For the next twenty minutes, Kate did nothing but climb the ladder and slide down the big slide over and over and over.

Wednesday, April 09, 2008

Overheard at the Bittle Household

Kate: Good morning, sissy.
Clara: Good morning, Kate.
Kate: I'm drinking milk.
Clara: It's raining. We can't play outside.
Kate: Oh.

Clara: Thank you for not slamming the door on my finger, Daddy.
Me: You're welcome.

Kate: Hi, Daddy.
Me: Hello, beautiful.
Kate: I'm not boo-ful.
Me: You're not?
Kate: No, I'm Kate!

Clara: (riding fast on her tricycle) ROCK AND ROLL!!!

Me: Who wants to watch Shrek?
Kate: ME!
Clara: ME! But I don't like the part I don't like.
Me: What part is that?
Clara: The part I don't like.
Me: OK... Why don't you like it?
Clara: It's scary.
Me: It is? Which part scares you?
Clara: The part I don't like.

Kate: Superhero to the rescue!

(picking Kate up at Kids Day Out)
Me: Pssst, Kate.
Kate: Daddy!
Me: Ready to go?
Kate: (turning back to the other kids) Bye, friends!

(at the dinner table:)
Me: Clara! What do you say?
Clara: Cowabunga!

Kate: (taking my hand) Come on, Daddy.
Me: Where are we going?
Kate: Grandma's house.
Me: Oh yeah? Where's Grandma's house?
Kate: Over here.
Me: I've been wanting to see Grandma.
Kate: Ta-da!
Me: Oh, is this Grandma's house? Where's Grandma?
Kate: (after thinking for a second) Sacramento.
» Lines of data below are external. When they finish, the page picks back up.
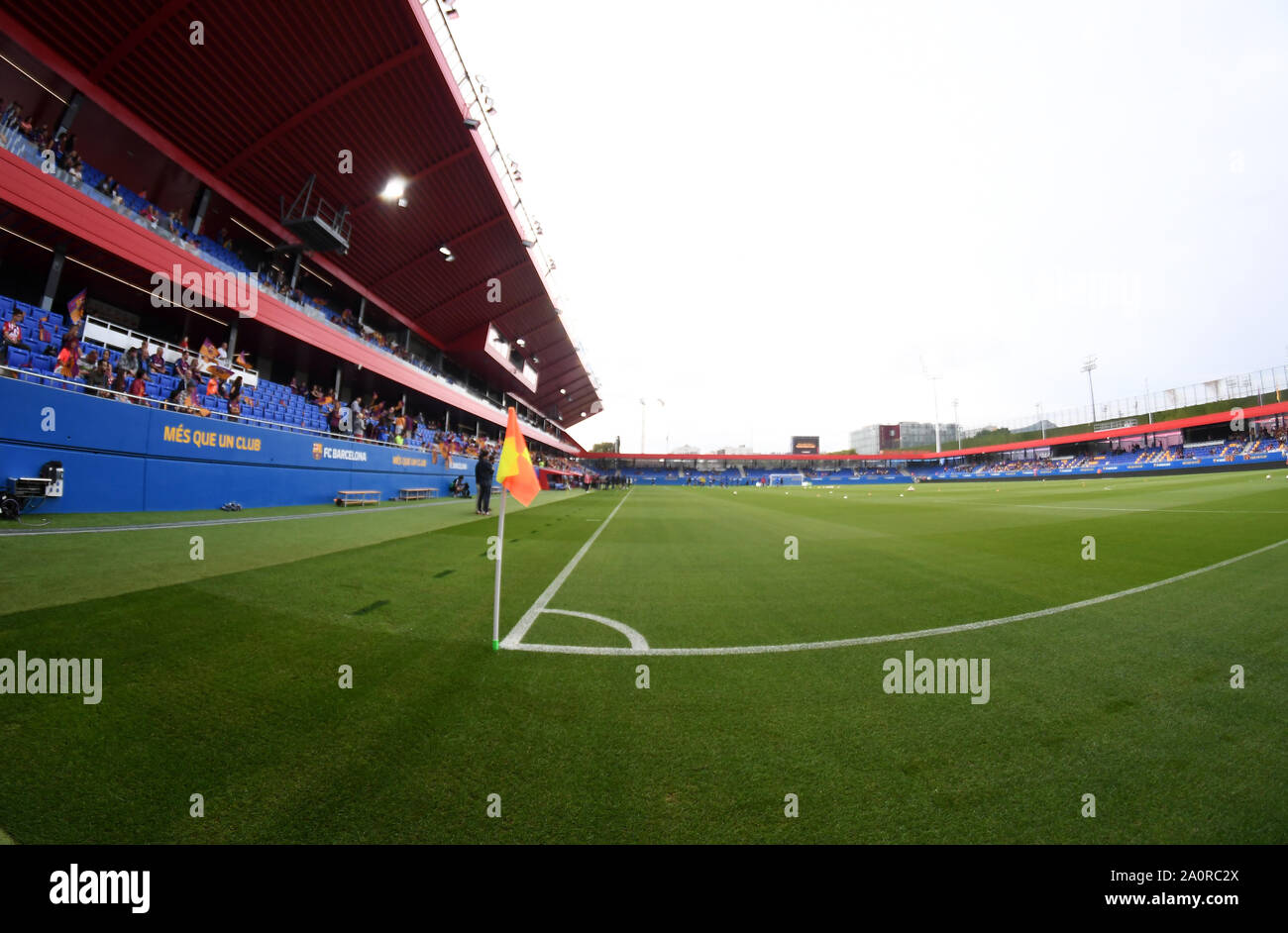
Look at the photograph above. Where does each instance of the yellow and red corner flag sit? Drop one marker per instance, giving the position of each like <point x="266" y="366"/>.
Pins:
<point x="515" y="471"/>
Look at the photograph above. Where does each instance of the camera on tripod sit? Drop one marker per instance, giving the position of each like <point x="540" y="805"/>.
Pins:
<point x="24" y="493"/>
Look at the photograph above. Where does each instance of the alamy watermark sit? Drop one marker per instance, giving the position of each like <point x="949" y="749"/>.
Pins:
<point x="179" y="288"/>
<point x="936" y="675"/>
<point x="81" y="675"/>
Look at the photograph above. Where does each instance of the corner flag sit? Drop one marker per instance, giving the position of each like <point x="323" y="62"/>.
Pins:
<point x="516" y="476"/>
<point x="515" y="469"/>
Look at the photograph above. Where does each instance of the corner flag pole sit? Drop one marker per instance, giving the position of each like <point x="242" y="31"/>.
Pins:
<point x="496" y="591"/>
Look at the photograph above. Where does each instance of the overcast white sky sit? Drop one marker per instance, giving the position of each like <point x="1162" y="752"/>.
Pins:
<point x="768" y="214"/>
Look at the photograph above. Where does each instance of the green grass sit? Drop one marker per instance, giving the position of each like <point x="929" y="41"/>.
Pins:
<point x="220" y="675"/>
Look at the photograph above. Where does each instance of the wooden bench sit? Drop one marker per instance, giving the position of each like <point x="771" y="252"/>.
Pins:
<point x="416" y="493"/>
<point x="357" y="497"/>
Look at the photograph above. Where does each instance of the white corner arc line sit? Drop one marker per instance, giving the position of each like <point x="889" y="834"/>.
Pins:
<point x="901" y="636"/>
<point x="522" y="627"/>
<point x="638" y="641"/>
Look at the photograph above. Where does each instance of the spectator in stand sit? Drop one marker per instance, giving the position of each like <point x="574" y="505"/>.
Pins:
<point x="483" y="480"/>
<point x="129" y="361"/>
<point x="357" y="421"/>
<point x="73" y="166"/>
<point x="140" y="389"/>
<point x="235" y="399"/>
<point x="101" y="376"/>
<point x="13" y="334"/>
<point x="68" y="357"/>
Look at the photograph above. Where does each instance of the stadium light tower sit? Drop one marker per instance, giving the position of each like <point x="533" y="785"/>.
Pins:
<point x="666" y="433"/>
<point x="1087" y="365"/>
<point x="934" y="390"/>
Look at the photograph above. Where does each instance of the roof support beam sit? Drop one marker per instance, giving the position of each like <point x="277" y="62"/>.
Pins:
<point x="137" y="37"/>
<point x="318" y="106"/>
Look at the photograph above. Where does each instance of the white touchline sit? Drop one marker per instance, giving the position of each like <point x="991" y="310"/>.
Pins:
<point x="838" y="643"/>
<point x="1160" y="511"/>
<point x="516" y="633"/>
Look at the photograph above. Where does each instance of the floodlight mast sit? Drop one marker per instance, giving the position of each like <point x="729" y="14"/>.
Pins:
<point x="935" y="392"/>
<point x="1087" y="365"/>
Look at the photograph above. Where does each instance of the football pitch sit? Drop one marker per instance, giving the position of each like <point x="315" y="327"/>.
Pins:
<point x="954" y="663"/>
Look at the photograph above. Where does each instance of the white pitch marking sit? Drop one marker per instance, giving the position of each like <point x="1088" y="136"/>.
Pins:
<point x="520" y="630"/>
<point x="635" y="639"/>
<point x="881" y="639"/>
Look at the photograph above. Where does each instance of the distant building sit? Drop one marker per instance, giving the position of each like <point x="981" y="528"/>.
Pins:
<point x="906" y="435"/>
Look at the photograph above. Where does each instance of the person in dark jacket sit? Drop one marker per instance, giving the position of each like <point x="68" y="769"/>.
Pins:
<point x="483" y="480"/>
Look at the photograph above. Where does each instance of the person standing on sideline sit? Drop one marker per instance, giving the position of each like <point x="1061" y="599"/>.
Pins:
<point x="483" y="481"/>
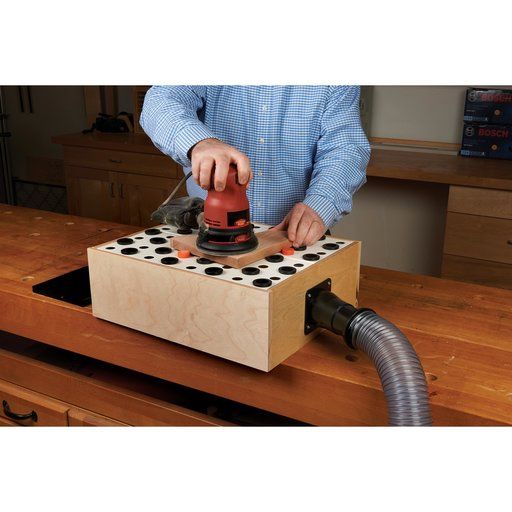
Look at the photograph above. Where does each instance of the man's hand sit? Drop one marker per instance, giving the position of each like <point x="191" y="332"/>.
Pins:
<point x="304" y="225"/>
<point x="212" y="154"/>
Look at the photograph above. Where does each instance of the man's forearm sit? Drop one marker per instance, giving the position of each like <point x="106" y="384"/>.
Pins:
<point x="342" y="155"/>
<point x="333" y="184"/>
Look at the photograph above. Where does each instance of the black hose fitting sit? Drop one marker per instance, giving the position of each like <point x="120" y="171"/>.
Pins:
<point x="330" y="312"/>
<point x="399" y="368"/>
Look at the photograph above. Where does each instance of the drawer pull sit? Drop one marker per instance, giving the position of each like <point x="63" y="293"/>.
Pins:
<point x="14" y="416"/>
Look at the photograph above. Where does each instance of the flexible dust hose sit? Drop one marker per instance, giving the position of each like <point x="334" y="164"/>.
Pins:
<point x="400" y="371"/>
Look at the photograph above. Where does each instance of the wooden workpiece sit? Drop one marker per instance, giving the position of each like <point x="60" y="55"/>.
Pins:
<point x="462" y="333"/>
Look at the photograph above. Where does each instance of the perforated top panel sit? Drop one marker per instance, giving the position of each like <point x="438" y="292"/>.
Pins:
<point x="153" y="246"/>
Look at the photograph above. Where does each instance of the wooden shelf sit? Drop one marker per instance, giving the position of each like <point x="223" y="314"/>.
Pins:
<point x="440" y="168"/>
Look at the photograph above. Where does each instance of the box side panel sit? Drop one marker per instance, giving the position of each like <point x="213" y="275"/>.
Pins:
<point x="287" y="305"/>
<point x="201" y="312"/>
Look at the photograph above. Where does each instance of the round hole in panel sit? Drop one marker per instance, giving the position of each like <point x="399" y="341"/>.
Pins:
<point x="124" y="241"/>
<point x="213" y="271"/>
<point x="129" y="251"/>
<point x="170" y="260"/>
<point x="262" y="282"/>
<point x="250" y="271"/>
<point x="163" y="250"/>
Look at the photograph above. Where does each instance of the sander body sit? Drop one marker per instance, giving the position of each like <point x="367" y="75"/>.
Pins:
<point x="226" y="227"/>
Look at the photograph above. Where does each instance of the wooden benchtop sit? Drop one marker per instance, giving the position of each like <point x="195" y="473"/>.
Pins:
<point x="462" y="332"/>
<point x="384" y="163"/>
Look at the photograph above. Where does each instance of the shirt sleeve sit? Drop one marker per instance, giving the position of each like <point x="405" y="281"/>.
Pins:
<point x="341" y="158"/>
<point x="169" y="117"/>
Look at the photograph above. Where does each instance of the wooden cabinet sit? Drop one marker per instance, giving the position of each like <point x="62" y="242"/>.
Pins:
<point x="478" y="236"/>
<point x="122" y="183"/>
<point x="92" y="193"/>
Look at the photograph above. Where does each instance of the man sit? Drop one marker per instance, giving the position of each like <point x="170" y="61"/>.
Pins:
<point x="301" y="148"/>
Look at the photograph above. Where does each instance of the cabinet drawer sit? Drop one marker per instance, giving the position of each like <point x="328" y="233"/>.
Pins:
<point x="82" y="418"/>
<point x="484" y="238"/>
<point x="23" y="401"/>
<point x="109" y="401"/>
<point x="124" y="161"/>
<point x="488" y="273"/>
<point x="478" y="201"/>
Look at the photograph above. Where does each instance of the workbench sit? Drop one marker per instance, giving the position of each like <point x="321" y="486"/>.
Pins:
<point x="462" y="333"/>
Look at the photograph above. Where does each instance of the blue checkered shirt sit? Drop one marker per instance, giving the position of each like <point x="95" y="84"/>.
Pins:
<point x="304" y="143"/>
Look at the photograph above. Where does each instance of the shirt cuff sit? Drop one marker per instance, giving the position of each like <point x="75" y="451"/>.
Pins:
<point x="188" y="137"/>
<point x="325" y="209"/>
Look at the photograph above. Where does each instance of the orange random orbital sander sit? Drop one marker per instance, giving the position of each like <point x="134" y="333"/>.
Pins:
<point x="226" y="226"/>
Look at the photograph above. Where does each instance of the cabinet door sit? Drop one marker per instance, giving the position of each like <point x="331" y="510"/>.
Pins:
<point x="142" y="195"/>
<point x="92" y="193"/>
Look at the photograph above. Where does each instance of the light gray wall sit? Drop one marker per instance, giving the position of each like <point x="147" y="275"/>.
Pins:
<point x="432" y="113"/>
<point x="400" y="223"/>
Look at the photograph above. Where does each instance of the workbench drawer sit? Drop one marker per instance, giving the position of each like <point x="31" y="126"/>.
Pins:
<point x="122" y="161"/>
<point x="83" y="418"/>
<point x="38" y="410"/>
<point x="479" y="201"/>
<point x="7" y="423"/>
<point x="473" y="236"/>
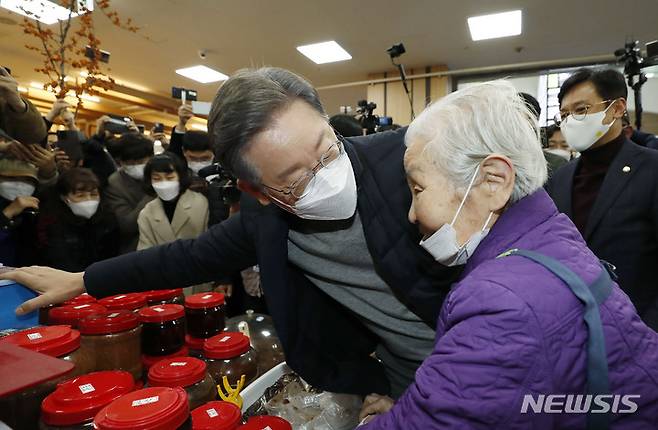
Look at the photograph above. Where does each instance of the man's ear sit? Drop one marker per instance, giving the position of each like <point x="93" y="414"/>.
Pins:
<point x="253" y="191"/>
<point x="498" y="180"/>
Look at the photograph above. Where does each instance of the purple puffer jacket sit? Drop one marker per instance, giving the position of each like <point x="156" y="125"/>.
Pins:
<point x="511" y="328"/>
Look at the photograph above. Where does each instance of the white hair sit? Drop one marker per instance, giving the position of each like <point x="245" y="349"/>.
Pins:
<point x="463" y="128"/>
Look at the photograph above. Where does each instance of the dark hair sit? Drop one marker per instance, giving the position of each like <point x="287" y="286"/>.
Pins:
<point x="76" y="179"/>
<point x="550" y="131"/>
<point x="196" y="141"/>
<point x="244" y="106"/>
<point x="532" y="103"/>
<point x="609" y="83"/>
<point x="133" y="146"/>
<point x="167" y="162"/>
<point x="346" y="125"/>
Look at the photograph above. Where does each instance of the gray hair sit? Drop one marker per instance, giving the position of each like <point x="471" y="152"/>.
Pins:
<point x="466" y="126"/>
<point x="245" y="105"/>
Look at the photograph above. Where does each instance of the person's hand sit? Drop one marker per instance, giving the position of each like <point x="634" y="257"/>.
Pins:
<point x="9" y="92"/>
<point x="44" y="160"/>
<point x="62" y="160"/>
<point x="53" y="286"/>
<point x="184" y="115"/>
<point x="58" y="108"/>
<point x="100" y="124"/>
<point x="21" y="203"/>
<point x="375" y="404"/>
<point x="226" y="289"/>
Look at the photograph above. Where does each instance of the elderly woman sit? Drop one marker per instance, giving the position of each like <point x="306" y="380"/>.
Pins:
<point x="535" y="324"/>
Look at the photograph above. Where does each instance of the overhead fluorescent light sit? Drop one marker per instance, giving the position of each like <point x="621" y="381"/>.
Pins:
<point x="495" y="25"/>
<point x="45" y="11"/>
<point x="325" y="52"/>
<point x="202" y="74"/>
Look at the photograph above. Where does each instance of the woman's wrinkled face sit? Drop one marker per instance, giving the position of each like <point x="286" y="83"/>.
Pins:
<point x="435" y="200"/>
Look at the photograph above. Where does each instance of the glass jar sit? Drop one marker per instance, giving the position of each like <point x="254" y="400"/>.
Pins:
<point x="263" y="338"/>
<point x="165" y="297"/>
<point x="72" y="314"/>
<point x="57" y="341"/>
<point x="163" y="329"/>
<point x="73" y="405"/>
<point x="113" y="339"/>
<point x="187" y="372"/>
<point x="124" y="302"/>
<point x="216" y="416"/>
<point x="205" y="314"/>
<point x="194" y="345"/>
<point x="149" y="408"/>
<point x="230" y="354"/>
<point x="266" y="422"/>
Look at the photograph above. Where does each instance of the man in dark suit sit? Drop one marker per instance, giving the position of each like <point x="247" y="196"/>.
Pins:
<point x="611" y="191"/>
<point x="324" y="217"/>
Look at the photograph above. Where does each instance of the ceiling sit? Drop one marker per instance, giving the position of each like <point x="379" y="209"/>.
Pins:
<point x="246" y="33"/>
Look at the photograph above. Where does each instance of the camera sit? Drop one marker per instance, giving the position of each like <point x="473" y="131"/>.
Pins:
<point x="368" y="120"/>
<point x="222" y="192"/>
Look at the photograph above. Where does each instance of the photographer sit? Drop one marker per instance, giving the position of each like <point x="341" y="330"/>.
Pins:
<point x="18" y="117"/>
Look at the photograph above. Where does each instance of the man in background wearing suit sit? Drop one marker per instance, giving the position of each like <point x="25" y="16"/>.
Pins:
<point x="611" y="191"/>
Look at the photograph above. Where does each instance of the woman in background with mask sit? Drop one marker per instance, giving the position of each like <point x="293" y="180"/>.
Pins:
<point x="177" y="213"/>
<point x="534" y="314"/>
<point x="74" y="228"/>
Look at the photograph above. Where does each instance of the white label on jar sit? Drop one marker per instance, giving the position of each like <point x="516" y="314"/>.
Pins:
<point x="145" y="401"/>
<point x="86" y="388"/>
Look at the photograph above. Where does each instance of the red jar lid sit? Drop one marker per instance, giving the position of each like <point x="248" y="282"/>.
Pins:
<point x="78" y="400"/>
<point x="216" y="416"/>
<point x="108" y="323"/>
<point x="81" y="300"/>
<point x="162" y="295"/>
<point x="128" y="301"/>
<point x="56" y="340"/>
<point x="160" y="408"/>
<point x="161" y="313"/>
<point x="204" y="300"/>
<point x="266" y="422"/>
<point x="194" y="343"/>
<point x="150" y="360"/>
<point x="226" y="345"/>
<point x="177" y="372"/>
<point x="72" y="314"/>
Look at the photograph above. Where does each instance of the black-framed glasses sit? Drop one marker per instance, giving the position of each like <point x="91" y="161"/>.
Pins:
<point x="578" y="114"/>
<point x="305" y="183"/>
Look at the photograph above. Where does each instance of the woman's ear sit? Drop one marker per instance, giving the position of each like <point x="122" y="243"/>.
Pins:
<point x="498" y="181"/>
<point x="253" y="191"/>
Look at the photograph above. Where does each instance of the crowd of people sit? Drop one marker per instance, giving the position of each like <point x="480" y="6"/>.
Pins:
<point x="446" y="270"/>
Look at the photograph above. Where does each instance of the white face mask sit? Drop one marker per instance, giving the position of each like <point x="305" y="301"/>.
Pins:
<point x="333" y="196"/>
<point x="443" y="245"/>
<point x="135" y="171"/>
<point x="581" y="135"/>
<point x="566" y="154"/>
<point x="195" y="166"/>
<point x="85" y="209"/>
<point x="167" y="190"/>
<point x="10" y="190"/>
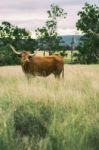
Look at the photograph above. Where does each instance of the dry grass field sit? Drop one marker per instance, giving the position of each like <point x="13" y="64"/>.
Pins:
<point x="50" y="114"/>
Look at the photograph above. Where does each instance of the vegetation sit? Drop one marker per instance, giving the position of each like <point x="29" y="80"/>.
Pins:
<point x="47" y="35"/>
<point x="89" y="25"/>
<point x="66" y="118"/>
<point x="20" y="38"/>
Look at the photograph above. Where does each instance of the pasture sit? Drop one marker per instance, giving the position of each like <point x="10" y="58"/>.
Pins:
<point x="50" y="114"/>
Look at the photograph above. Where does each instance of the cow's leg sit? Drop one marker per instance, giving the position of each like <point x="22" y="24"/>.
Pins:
<point x="28" y="78"/>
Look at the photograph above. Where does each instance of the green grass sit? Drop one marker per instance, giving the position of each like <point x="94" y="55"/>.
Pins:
<point x="50" y="114"/>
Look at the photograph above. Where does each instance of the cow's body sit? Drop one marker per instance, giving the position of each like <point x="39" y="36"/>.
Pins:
<point x="40" y="65"/>
<point x="44" y="66"/>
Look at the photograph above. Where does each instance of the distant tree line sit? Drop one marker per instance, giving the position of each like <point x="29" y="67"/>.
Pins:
<point x="48" y="38"/>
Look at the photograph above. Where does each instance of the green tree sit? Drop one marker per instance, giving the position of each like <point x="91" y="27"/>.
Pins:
<point x="89" y="25"/>
<point x="48" y="35"/>
<point x="20" y="38"/>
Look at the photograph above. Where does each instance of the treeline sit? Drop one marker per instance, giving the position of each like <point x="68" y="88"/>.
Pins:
<point x="48" y="38"/>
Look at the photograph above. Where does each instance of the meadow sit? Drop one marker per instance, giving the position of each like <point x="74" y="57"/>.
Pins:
<point x="50" y="114"/>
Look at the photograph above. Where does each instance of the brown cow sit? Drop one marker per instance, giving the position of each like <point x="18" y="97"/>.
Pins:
<point x="40" y="65"/>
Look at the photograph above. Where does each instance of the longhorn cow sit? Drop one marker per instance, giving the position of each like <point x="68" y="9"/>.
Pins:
<point x="40" y="65"/>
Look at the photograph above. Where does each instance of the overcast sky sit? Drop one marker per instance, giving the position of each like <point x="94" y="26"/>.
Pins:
<point x="32" y="14"/>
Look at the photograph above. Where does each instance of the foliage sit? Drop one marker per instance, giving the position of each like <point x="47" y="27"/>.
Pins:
<point x="47" y="35"/>
<point x="20" y="38"/>
<point x="89" y="25"/>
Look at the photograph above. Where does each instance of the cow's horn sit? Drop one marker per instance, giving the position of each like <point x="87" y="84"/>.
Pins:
<point x="18" y="53"/>
<point x="34" y="52"/>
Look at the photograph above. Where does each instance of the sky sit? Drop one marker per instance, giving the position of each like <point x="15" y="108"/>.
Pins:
<point x="31" y="14"/>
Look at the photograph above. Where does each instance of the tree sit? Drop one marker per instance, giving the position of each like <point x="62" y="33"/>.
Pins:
<point x="20" y="38"/>
<point x="48" y="35"/>
<point x="89" y="25"/>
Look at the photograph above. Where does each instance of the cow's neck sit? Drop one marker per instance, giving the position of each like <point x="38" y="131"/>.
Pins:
<point x="25" y="67"/>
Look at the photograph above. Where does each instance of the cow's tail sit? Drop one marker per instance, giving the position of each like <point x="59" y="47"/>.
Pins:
<point x="63" y="73"/>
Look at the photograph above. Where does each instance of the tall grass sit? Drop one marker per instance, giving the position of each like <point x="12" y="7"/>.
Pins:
<point x="50" y="114"/>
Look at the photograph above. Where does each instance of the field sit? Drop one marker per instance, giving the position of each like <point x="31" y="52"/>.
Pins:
<point x="50" y="114"/>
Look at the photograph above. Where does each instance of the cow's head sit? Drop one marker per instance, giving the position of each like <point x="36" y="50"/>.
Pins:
<point x="24" y="56"/>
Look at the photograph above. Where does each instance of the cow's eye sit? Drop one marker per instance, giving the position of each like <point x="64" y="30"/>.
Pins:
<point x="29" y="57"/>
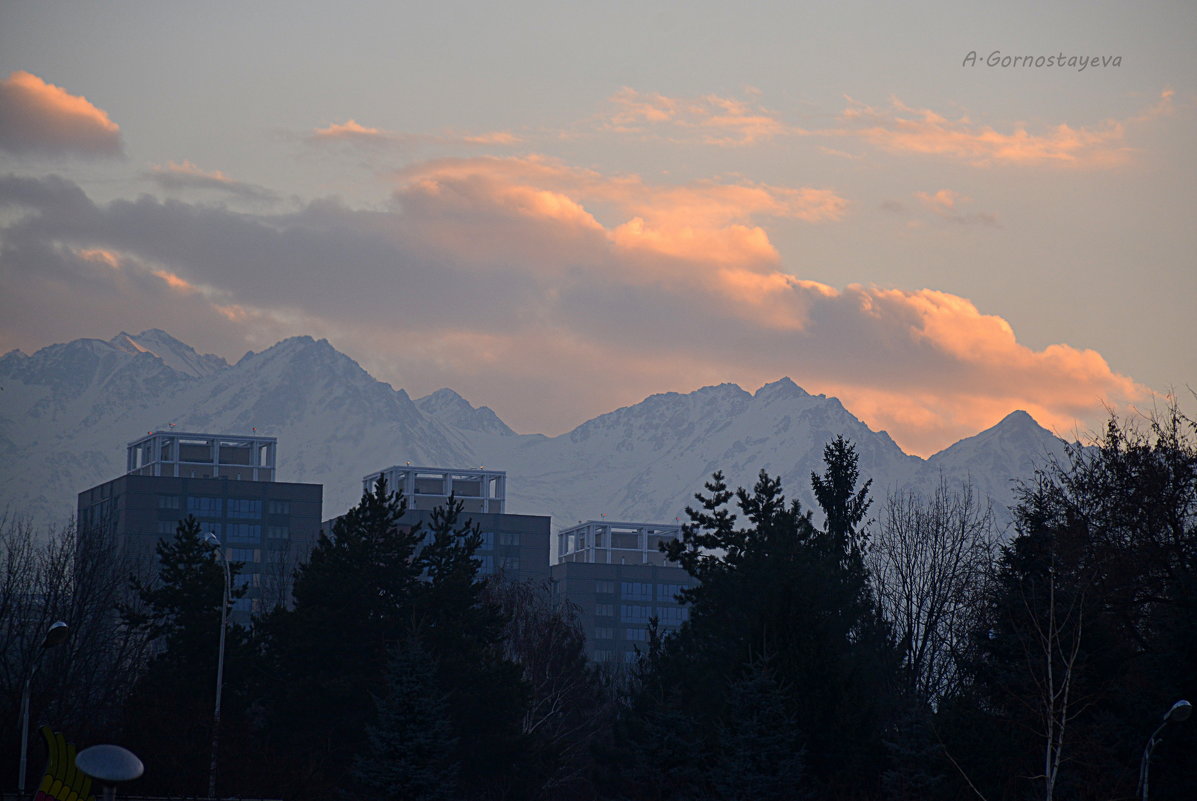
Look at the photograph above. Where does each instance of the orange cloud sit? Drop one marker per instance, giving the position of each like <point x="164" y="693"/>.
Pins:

Clara: Mommy, my tummy says I can't eat any more.
Megan: Oh, yeah? I was going to give you some ice cream.
Clara: Mommy, my tummy says it would like some ice cream.
Megan: I thought it might.

(last night, while walking side by side up the stairs:)
Clara: I love you, Kate.
Kate: I love you, sissy.

Tuesday, April 01, 2008

Edible Hugs

Actual conversations with Nana:

Nana: Would the girls like some scrambled eggs?
Me: Oh, thanks, but we ate before coming over.
Nana: How about some fruit?
Me: No, thank you.
Nana: Cereal?

I look over to Megan, who is smiling and shaking her head.

Nana: Toast?
Me: They're fine, really.
Nana: (Quieter) Pancakes?

I'm starting to understand why Nana loves to feed her grandchildren. Early on, after the girls graduated from bottles, the rice cereal phase was followed by the testing of solid foods, which was followed by the get-them-to-eat-vegetables phase. Feeding them was part of the work it takes to care for a child. But now that they're a little bit older, I can discover and create new meals for them, and I've found that feeding a child is just an extension of loving a child.

Nana: French toast?

Think about it: we have all these pa/ma-ternal instincts that place the health and safety of our child as our highest priority. Just about everything any parent does, from providing for his or her family financially to changing diapers, is an extension of those instincts. So when a parent puts some food together and offers it on a plate, and when that child sits down and quietly eats, maybe with one foot on the ground and the other knee on the chair like Clara does, it's as much a connection between parent and child as a hug, an edible one.

Nana: English muffins?

I know that it won't be long until activities and sports and work get in the way of having a nice, quiet meal with our kids, so I make sure to appreciate the connection now. In more than a few years, when the girls return home on their college spring break, they'll be comforted by my "who wants scrambled eggs?"

Nana: Donuts?
Me: You have donuts?
Nana: No, but you could go get some.